Going on with your life is not forgetting the person you loved. It is okay to laugh and be happy again. Moving on is not a betrayal. You will always carry your loved one in your heart no matter how much your life changes.
People around you may not know what to say or how to help. Death makes people uncomfortable. You will often have to deal with other people’s grief along with your own. If friends or family offer to help allow them to help in any way possible. A cooked meal or some help around the house is great. Even a hug or an ear to listen can make the world of difference. These offers of help are most frequent right after the death, but you may need support for a longer time. Don’t be afraid to ask a friend for help. This can simply be a request to call or grab a coffee. Some people like to surround themselves with support and others need space and alone time. Do what feels right for you in the moment.
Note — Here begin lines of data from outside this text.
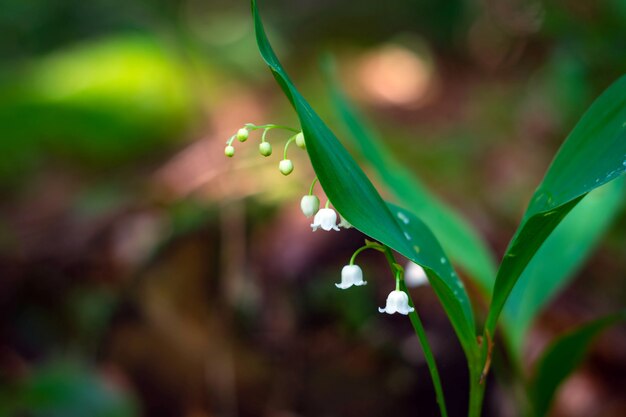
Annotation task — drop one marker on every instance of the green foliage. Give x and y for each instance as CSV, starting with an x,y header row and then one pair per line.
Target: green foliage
x,y
66,389
354,196
456,235
558,259
592,155
561,358
100,103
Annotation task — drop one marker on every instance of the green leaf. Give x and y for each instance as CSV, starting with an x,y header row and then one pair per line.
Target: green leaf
x,y
561,358
592,155
558,259
455,234
356,199
68,389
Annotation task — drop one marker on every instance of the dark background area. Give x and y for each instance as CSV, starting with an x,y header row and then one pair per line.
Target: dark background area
x,y
142,273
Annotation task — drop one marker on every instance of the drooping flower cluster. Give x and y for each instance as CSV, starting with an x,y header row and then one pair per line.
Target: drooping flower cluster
x,y
285,166
326,219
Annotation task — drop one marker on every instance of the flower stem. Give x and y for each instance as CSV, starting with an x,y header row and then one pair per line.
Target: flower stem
x,y
312,186
421,335
264,134
291,139
251,126
369,245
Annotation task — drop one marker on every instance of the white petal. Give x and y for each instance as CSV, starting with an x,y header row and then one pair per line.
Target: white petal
x,y
414,275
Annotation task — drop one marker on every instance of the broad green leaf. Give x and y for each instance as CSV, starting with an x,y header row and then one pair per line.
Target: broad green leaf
x,y
561,358
558,259
593,154
456,235
356,199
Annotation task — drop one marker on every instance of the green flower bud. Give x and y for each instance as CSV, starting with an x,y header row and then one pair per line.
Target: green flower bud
x,y
265,148
285,166
300,140
242,134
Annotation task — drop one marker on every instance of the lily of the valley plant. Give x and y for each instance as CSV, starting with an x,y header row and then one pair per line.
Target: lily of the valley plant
x,y
584,179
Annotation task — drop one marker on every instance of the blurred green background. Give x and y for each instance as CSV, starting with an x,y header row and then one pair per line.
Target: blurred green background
x,y
142,273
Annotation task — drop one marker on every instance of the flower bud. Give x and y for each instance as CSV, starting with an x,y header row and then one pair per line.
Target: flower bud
x,y
326,219
414,275
285,166
344,223
310,205
265,148
242,134
351,275
300,140
397,302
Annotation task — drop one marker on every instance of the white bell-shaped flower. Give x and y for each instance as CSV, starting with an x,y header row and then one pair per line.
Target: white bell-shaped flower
x,y
414,275
351,275
326,219
310,205
397,302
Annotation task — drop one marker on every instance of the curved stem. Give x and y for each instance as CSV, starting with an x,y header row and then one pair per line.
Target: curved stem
x,y
421,335
312,186
376,246
264,135
291,139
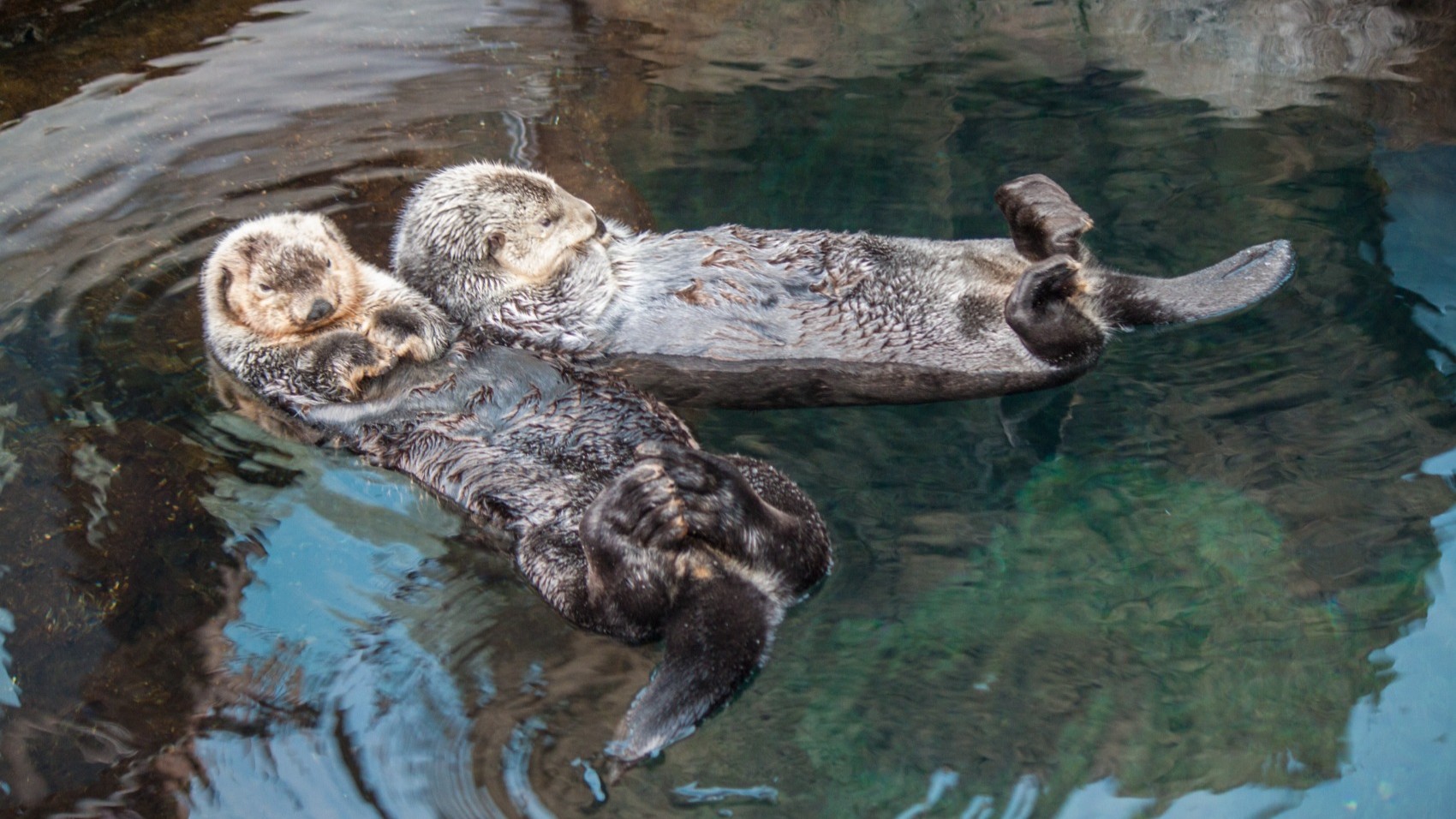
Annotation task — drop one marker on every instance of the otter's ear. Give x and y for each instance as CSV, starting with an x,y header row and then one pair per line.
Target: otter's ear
x,y
332,230
248,251
224,283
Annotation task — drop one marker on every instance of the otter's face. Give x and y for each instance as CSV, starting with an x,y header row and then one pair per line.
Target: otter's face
x,y
491,228
286,274
549,224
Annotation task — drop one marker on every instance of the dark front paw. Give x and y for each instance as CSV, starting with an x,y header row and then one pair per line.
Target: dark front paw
x,y
641,506
1044,220
343,361
409,334
718,502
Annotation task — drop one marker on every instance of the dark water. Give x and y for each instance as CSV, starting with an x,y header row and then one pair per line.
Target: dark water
x,y
1204,580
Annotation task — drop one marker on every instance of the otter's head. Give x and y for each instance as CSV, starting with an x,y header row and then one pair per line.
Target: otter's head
x,y
281,276
484,229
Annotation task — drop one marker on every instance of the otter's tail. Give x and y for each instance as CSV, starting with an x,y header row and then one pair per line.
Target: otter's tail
x,y
1237,282
713,642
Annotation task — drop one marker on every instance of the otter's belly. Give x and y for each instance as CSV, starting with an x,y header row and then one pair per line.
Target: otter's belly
x,y
684,380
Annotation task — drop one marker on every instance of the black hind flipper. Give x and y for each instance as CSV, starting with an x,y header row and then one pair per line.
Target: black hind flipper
x,y
715,638
1048,324
1237,282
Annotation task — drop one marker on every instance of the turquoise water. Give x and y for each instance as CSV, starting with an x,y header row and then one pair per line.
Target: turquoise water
x,y
1208,579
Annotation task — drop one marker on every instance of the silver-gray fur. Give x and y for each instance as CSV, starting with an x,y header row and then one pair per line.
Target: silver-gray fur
x,y
740,316
619,521
289,308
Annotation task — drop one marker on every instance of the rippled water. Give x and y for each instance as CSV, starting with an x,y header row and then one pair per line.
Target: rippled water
x,y
1204,580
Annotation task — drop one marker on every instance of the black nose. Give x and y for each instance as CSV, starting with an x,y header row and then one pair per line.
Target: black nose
x,y
320,309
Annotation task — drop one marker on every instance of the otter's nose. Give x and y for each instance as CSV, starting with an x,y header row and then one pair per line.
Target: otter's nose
x,y
320,309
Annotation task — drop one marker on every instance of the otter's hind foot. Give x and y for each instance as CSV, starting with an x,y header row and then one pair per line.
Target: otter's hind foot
x,y
1044,220
1048,324
642,507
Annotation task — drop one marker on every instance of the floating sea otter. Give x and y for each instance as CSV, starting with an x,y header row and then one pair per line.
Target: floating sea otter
x,y
621,522
738,316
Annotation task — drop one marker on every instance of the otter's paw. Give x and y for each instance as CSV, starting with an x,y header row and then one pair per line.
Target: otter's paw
x,y
641,506
409,334
718,502
1047,286
1044,220
344,361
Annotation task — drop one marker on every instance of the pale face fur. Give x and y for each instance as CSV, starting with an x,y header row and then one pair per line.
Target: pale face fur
x,y
286,276
503,228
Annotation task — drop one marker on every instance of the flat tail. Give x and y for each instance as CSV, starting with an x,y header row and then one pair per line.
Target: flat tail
x,y
713,643
1235,283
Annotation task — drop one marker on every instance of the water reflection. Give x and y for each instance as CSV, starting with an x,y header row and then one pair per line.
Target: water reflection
x,y
1174,577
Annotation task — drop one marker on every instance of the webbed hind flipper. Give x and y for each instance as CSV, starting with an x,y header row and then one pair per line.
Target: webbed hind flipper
x,y
1237,282
1048,324
717,636
1044,222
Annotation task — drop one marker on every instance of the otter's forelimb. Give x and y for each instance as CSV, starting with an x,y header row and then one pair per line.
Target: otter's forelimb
x,y
1044,222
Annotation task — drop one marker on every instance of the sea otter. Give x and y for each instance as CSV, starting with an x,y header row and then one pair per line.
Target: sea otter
x,y
289,307
619,521
740,316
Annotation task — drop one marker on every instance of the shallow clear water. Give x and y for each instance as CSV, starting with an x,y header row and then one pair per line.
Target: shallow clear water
x,y
1204,580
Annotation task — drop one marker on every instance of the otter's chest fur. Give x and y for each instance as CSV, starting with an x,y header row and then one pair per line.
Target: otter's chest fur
x,y
736,293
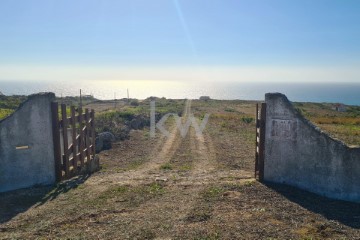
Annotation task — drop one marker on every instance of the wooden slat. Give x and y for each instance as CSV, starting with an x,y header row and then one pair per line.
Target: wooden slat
x,y
56,140
74,138
65,141
81,138
256,138
262,142
87,134
92,115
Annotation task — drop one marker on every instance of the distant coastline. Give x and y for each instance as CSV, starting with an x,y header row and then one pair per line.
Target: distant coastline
x,y
347,93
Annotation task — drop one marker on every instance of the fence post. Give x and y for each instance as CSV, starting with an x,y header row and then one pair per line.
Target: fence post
x,y
262,142
65,140
87,133
92,115
74,137
56,140
81,139
256,139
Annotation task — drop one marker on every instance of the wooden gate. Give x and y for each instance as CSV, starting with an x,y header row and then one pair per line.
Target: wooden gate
x,y
260,141
74,140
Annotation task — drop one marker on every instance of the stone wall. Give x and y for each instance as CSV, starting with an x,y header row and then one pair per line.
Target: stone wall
x,y
298,153
26,145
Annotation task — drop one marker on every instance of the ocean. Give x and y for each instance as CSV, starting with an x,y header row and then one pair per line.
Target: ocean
x,y
347,93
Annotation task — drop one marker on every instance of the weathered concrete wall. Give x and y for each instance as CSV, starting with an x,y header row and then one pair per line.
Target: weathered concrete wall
x,y
29,127
299,154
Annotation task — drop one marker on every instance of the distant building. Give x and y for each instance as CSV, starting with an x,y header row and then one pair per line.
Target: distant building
x,y
204,98
339,107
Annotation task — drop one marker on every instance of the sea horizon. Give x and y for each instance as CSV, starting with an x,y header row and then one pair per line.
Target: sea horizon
x,y
346,93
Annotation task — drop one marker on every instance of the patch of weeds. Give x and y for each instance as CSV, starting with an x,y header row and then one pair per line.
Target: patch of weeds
x,y
212,193
156,189
200,214
166,166
230,110
247,119
213,236
136,163
114,192
185,167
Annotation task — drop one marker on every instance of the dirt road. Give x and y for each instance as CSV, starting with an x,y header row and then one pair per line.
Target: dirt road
x,y
178,187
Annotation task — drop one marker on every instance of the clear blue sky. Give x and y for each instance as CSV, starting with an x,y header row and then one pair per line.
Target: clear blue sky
x,y
44,38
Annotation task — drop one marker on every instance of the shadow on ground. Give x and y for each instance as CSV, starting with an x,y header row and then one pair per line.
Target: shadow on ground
x,y
348,213
18,201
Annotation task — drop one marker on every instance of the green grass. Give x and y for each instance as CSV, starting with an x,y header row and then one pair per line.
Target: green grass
x,y
5,112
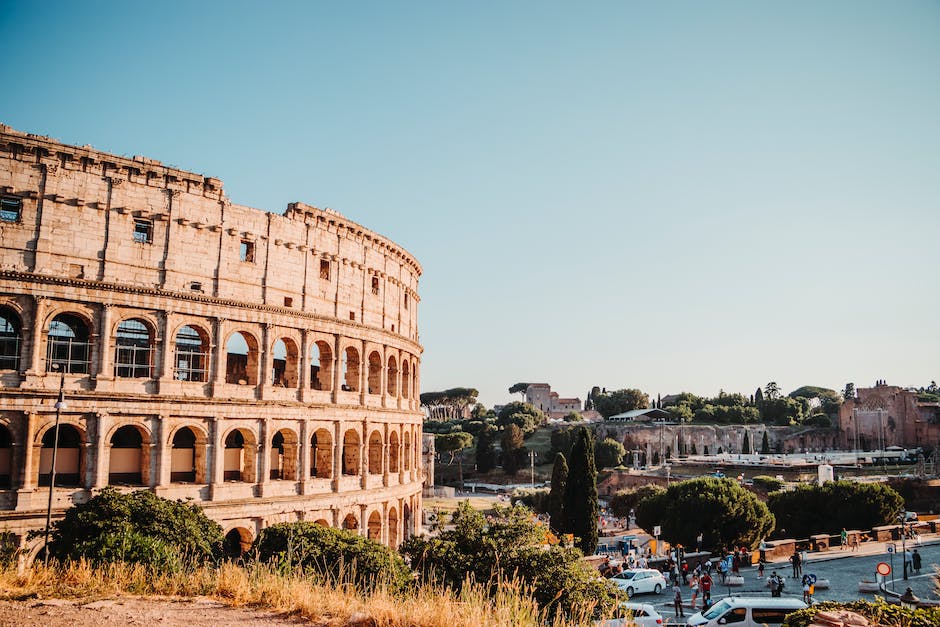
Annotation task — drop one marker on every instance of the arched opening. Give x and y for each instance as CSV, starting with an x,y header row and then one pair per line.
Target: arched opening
x,y
133,350
375,373
284,372
284,455
185,457
11,336
351,452
68,463
68,345
392,376
405,378
393,528
374,531
351,370
191,355
128,459
321,366
321,448
239,465
375,453
237,542
407,450
241,359
6,458
393,452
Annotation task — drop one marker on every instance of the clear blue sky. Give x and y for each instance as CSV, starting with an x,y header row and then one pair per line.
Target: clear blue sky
x,y
663,195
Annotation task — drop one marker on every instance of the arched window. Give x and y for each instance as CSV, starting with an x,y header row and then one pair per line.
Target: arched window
x,y
127,459
68,457
133,350
191,355
375,373
10,338
68,344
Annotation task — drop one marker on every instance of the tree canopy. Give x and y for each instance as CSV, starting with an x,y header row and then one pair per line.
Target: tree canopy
x,y
724,512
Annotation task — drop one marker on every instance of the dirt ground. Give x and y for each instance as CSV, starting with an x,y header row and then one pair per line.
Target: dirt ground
x,y
135,611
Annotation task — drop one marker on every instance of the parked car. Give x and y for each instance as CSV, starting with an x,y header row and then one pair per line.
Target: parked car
x,y
639,614
640,580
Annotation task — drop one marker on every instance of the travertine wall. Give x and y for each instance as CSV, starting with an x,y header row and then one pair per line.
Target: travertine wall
x,y
327,309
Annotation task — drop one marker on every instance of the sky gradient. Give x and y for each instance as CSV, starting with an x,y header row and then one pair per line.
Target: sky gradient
x,y
674,196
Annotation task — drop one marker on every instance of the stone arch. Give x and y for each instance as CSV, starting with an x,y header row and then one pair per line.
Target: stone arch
x,y
284,455
351,452
393,458
11,338
284,372
237,542
376,446
351,369
239,459
392,527
241,359
191,354
374,527
321,449
188,446
321,366
6,458
129,457
375,373
68,343
392,376
70,463
405,379
134,348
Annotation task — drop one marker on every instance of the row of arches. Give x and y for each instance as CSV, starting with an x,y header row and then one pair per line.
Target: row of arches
x,y
129,455
69,347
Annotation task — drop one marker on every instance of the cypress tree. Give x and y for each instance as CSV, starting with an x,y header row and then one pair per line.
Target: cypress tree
x,y
581,508
556,496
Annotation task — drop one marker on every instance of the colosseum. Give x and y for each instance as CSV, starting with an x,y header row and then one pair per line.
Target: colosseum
x,y
265,366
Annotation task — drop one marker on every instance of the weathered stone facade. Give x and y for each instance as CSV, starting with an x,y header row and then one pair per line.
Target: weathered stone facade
x,y
265,366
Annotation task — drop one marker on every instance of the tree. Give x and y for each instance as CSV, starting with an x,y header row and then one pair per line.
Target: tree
x,y
725,513
581,509
512,448
340,555
507,546
519,388
608,453
486,451
137,527
556,496
612,403
809,508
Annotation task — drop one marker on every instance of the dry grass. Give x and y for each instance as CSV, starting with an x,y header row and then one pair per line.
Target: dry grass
x,y
258,586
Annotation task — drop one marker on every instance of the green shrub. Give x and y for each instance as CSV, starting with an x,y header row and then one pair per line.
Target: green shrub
x,y
340,555
137,527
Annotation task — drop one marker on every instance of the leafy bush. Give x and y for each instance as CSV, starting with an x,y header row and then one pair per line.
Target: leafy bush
x,y
342,556
137,527
878,613
808,509
509,546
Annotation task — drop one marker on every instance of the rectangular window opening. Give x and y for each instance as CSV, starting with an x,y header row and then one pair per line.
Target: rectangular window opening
x,y
143,231
10,209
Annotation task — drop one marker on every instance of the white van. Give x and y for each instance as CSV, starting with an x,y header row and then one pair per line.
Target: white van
x,y
747,612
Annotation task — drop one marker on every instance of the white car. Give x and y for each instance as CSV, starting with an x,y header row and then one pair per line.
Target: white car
x,y
640,580
640,614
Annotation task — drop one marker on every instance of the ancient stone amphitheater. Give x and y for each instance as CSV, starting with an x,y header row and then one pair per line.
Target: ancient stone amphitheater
x,y
265,366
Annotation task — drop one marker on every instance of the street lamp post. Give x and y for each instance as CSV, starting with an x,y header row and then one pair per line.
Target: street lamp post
x,y
59,406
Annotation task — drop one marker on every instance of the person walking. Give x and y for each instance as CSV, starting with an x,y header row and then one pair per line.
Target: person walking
x,y
677,601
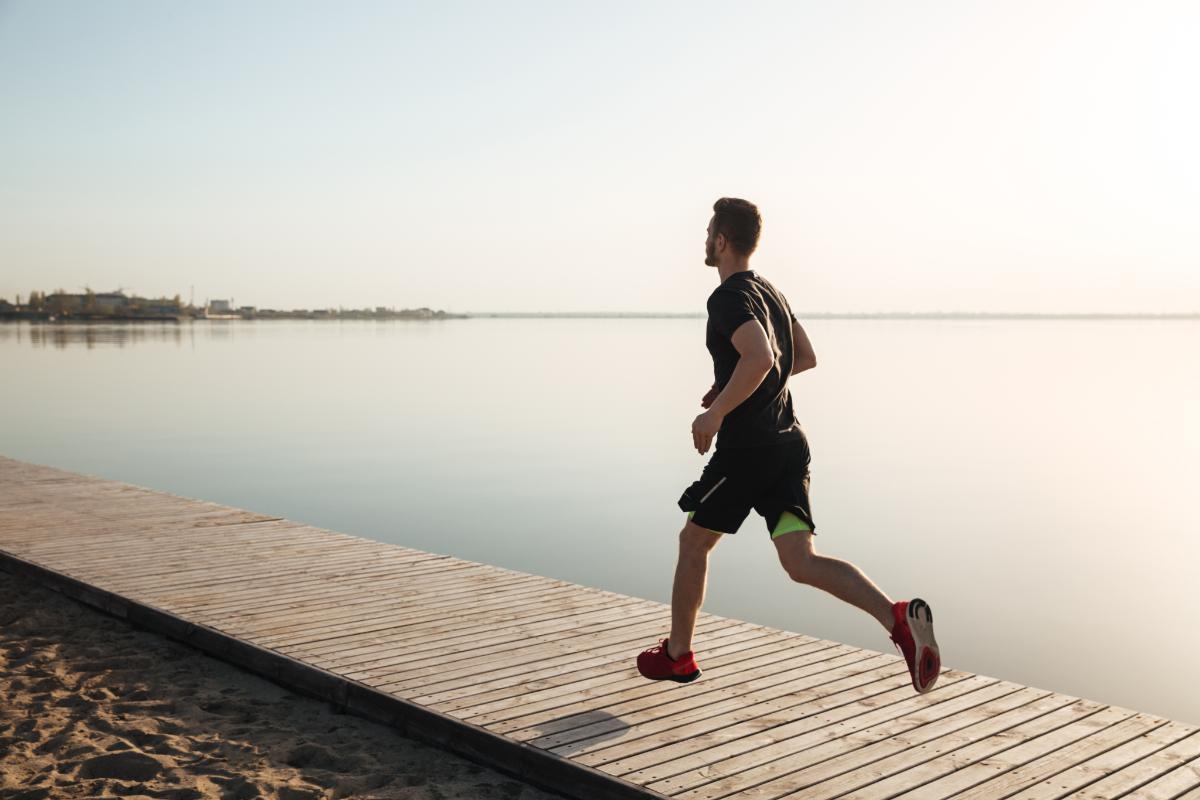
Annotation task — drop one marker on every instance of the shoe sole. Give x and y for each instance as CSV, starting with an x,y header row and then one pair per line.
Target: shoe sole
x,y
929,659
678,679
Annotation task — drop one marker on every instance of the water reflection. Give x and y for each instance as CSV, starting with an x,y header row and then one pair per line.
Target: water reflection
x,y
91,335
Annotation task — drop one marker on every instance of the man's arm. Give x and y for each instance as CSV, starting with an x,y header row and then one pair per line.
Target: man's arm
x,y
756,360
803,358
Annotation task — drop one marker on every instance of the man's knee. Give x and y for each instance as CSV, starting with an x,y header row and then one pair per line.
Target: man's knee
x,y
696,541
796,555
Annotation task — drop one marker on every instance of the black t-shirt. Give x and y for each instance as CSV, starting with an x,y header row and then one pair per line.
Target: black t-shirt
x,y
766,416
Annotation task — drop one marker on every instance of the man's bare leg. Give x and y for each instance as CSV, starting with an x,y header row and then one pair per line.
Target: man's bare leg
x,y
840,578
688,594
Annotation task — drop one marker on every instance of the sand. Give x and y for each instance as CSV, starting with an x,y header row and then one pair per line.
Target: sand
x,y
91,707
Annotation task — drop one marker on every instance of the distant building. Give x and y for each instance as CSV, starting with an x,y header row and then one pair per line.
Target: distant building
x,y
61,301
108,301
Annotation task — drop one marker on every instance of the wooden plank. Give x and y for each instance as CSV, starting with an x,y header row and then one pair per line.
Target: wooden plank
x,y
789,771
519,669
1087,773
1132,777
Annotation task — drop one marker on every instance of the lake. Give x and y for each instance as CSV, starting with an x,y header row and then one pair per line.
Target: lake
x,y
1035,480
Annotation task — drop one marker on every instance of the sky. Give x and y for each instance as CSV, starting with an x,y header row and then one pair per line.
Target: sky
x,y
1025,156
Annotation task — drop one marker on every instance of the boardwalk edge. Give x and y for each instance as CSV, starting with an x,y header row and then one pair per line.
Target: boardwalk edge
x,y
520,761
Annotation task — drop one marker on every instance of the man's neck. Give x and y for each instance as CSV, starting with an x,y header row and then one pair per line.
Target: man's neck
x,y
733,268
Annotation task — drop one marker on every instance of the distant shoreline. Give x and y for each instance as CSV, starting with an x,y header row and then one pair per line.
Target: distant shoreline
x,y
952,314
861,316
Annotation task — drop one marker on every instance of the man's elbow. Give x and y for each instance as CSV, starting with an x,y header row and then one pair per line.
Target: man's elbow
x,y
762,362
803,362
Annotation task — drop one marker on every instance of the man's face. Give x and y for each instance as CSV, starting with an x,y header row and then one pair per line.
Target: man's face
x,y
711,246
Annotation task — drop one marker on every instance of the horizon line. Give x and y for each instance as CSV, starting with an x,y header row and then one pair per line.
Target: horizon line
x,y
861,314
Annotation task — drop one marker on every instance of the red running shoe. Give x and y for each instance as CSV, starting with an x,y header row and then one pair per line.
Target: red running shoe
x,y
657,665
913,635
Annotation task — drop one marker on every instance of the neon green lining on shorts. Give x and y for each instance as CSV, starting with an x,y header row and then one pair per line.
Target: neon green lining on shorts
x,y
787,523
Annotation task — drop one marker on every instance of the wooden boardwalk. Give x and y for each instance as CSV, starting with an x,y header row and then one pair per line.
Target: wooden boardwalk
x,y
537,677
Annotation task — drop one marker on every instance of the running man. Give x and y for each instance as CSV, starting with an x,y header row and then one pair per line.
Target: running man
x,y
761,461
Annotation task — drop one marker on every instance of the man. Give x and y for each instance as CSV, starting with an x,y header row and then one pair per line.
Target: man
x,y
761,461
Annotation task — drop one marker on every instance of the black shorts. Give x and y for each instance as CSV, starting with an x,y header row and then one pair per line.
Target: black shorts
x,y
769,479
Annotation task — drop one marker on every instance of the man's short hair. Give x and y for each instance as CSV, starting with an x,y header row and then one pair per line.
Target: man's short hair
x,y
741,223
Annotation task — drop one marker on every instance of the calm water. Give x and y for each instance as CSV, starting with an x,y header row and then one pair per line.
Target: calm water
x,y
1036,481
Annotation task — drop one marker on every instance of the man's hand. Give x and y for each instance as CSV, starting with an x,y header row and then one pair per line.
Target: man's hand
x,y
703,428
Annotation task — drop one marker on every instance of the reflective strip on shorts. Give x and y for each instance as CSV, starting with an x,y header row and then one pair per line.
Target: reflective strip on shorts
x,y
713,489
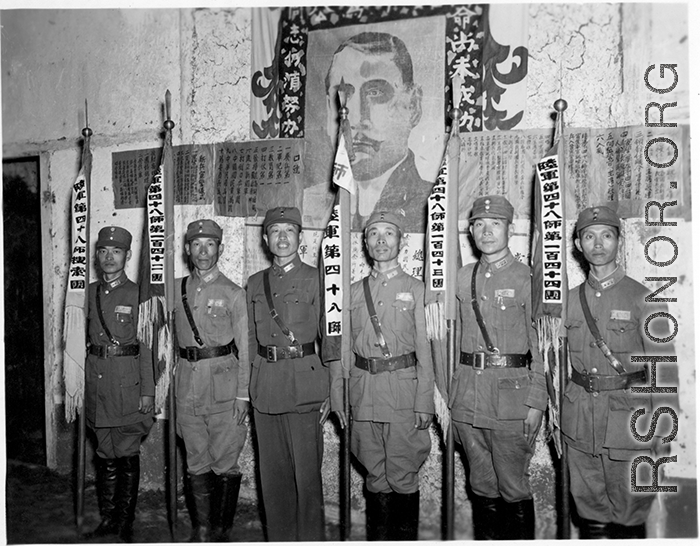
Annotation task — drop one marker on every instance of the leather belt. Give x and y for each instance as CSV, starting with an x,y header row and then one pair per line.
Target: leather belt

It is okay to ask for help. If you are ever at the point where you feel like you can’t cope, no one understands you or listens to you, you can always ask for help. Counselling by a trained professional can be very helpful. Even a few sessions can help you get back on track. Don’t feel ashamed or embarrassed that you are asking for help.
Bereavement is thought of as a period of mourning after a loss and is often associated with an intense feeling of grief or sadness. These intense feelings can be difficult to handle and get in the way of daily life. There is no set timeline for how long bereavement will last, however if you feel like you need help moving through this time, asking for help can be very comforting.
Sometimes after a person dies, the people left behind can feel guilty that they didn’t do more to save the person or wish that they had died instead of the person who died. The term survivor’s guilt came from experiences of war. It has also been linked to traumatic death or suicide. It can leave people asking why this happened. It is very hard to answer the why question. Finding a way to say goodbye without knowing why can be part of the counselling process.
Ambiguous grief is feelings of grief that are felt when the loss is not clear or obvious. Even the feelings of grief can have an ambiguity to them, it is hard to label them as grief because they fall outside the traditional definition of loss. There can be a lack of closure or understanding of the loss as a loss. Your feelings are valid and your experience of loss, even if it is ambiguous, requires the time needed to grieve and mourn.